X-Ray Vision on your mobile phone

Consider a world with a perfect data connection. You can get mobile broadband wherever you go at speed enough to stream video in HD quality without a hitch. Now throw in flawlessly designed hardware, seamlessly integrated into your every-day clothing and your pocket devices. Sounds good, doesn’t it?

Much of augmented reality hinges on us approaching infrastructure this good before we can really see it becoming a big fixture in our every-day lives in a meaningful way, but there is another area to consider before it’s a success and it's one which we’ve yet to discuss on AR Week on Pocket-lint. It’s all very well having the data and wearable computers to present it to us, but if we can’t tell these machines how to best display it to our senses, then it’s not going to be a lot of use in that real time way we all want AR to be.

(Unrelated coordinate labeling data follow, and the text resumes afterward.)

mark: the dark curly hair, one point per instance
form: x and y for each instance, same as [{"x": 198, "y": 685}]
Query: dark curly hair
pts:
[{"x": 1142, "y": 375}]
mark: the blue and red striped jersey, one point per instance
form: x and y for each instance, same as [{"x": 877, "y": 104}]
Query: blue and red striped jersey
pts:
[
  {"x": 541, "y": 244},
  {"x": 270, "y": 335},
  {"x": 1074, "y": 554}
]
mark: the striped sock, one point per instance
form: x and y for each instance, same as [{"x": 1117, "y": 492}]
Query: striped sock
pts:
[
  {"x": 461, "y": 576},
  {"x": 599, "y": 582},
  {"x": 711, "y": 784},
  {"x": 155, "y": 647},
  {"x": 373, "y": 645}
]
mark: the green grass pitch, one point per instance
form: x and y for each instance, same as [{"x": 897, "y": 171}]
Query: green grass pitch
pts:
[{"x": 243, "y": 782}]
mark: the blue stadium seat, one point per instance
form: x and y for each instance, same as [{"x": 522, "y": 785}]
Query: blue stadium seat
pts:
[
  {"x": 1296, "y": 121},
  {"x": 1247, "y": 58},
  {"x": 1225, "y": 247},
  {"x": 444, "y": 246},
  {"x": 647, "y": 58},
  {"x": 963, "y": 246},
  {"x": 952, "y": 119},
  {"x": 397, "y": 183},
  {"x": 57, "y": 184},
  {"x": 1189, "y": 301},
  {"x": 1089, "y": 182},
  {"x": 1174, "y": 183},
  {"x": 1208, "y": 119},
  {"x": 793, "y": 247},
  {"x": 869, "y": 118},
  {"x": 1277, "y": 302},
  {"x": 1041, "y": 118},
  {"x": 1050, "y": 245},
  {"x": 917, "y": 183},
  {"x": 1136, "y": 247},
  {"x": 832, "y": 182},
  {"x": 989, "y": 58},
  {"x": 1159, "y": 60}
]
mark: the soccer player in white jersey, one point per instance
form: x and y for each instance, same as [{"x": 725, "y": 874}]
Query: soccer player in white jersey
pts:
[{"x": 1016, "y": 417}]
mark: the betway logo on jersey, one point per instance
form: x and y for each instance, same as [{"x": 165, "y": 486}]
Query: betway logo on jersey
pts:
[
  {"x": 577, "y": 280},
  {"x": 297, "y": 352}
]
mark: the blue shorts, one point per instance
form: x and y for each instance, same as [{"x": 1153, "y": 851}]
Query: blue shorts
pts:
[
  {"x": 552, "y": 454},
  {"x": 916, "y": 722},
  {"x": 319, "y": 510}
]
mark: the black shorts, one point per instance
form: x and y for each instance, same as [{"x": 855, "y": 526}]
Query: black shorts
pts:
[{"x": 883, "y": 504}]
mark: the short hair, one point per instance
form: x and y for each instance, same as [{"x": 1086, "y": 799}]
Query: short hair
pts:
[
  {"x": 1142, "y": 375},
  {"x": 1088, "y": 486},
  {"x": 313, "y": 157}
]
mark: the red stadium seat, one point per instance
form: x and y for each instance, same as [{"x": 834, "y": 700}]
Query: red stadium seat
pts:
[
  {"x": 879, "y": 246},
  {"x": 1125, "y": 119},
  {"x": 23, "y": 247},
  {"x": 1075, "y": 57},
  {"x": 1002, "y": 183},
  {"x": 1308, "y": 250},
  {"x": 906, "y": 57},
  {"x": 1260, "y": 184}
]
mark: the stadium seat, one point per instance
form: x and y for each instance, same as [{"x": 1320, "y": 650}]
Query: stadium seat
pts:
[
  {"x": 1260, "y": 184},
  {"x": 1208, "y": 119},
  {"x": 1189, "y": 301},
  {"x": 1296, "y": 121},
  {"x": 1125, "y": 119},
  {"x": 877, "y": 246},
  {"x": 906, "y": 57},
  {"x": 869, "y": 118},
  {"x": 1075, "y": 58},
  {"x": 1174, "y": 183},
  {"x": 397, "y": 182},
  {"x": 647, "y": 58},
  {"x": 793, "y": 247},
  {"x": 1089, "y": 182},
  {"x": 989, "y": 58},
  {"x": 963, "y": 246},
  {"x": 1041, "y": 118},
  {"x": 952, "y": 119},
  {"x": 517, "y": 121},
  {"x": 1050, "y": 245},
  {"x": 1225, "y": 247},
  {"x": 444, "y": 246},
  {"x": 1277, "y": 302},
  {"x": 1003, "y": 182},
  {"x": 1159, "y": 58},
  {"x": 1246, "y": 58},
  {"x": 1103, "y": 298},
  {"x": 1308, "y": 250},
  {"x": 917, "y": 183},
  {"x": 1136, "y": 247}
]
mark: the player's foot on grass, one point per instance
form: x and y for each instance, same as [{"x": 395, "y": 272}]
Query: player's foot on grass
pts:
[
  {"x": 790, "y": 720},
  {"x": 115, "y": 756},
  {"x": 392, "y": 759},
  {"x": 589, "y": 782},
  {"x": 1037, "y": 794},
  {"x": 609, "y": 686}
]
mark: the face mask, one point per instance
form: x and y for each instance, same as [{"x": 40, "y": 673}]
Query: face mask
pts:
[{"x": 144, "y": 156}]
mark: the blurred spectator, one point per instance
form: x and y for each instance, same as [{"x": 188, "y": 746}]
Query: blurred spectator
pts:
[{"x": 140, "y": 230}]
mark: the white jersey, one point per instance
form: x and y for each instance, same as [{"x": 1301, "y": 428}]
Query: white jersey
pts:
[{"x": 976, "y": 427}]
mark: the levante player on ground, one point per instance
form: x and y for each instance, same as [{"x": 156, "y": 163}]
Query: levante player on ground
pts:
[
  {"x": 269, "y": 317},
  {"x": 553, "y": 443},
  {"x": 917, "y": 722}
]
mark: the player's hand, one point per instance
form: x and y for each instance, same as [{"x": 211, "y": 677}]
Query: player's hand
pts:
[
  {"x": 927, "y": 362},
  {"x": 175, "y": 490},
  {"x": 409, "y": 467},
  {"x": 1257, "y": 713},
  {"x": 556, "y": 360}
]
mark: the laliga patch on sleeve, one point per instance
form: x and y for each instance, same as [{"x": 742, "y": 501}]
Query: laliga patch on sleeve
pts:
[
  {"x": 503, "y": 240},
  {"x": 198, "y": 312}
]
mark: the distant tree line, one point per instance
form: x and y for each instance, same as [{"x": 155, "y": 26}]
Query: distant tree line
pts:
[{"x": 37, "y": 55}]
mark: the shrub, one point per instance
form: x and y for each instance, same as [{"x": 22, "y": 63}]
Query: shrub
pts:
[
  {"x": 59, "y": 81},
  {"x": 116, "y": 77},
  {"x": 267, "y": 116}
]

The good news is that there’s a team at the University of South Australia working on this very problem, inside what’s known as the Magic Vision Lab. Their mission to “enhance human vision with computer-generated graphics in order to amplify human intelligence on a world-wide scale” puts them right at the heart of what most people are trying to get out of augmented reality and at the very forefront of where that technology is at the moment. With one of our goals on AR Week to speak to the very top minds in the field, it wasn’t a tough decision to pick up the phone to the director at Magic Vision, Christian Sandor, and find out what’s going on at the cutting edge.

"There’s been a big research community in AR for 10 years and there’s lots of knowledge but there’s a large gap between the hype and what is actually possible at the moment,” Dr Sandor tells us as we brace ourselves for the technical detail to come.

“The current mobile phone applications that people use are things we were doing a decade ago in the laboratory. Apps like Layar are pretty much the extent of what’s around at the moment and there’s still a level of delay and inaccuracy in what the user gets.”

One of the most popular Android applications, Layar is an AR browser that allows you to choose an information overlay to fit on top of what your phone is displaying of your surroundings on your mobile screen through the camera lens. So, if you want to find somewhere to eat, you hit the restaurant's layer and see what pops up on your real time view but, as Sandor points out, that’s pretty much the limit of consumer augmented reality as it stands.

“Most AR on mobiles at the moment only really uses your compass and actually not the camera at all. It just overlays information on what’s already there. What we’ve been looking at for a while now is a way to manipulate the camera image as well.”

What Sandor is referring to is a trio of technologies on the benches in Magic Vision, all of which make Pocket-lint’s jaw drop a few inches lower each time as he sends over the links to the demo videos to describe the research.

Each of the techniques are based on the problems of how to best display AR information that’s either outside of the frame of where you happen to have your mobile phone pointed, or that which is occluded by objects in the foreground.

The first is known as Radial DistortVision and answers the former of the two problems. The idea is that instead of having to swing your phone about at arms length to get a picture of what’s going on to each side of you, the camera bends the image - in a similar way that a very wide or fish-eye DSLR camera lens might - so that you can effectively see it all in the one frame.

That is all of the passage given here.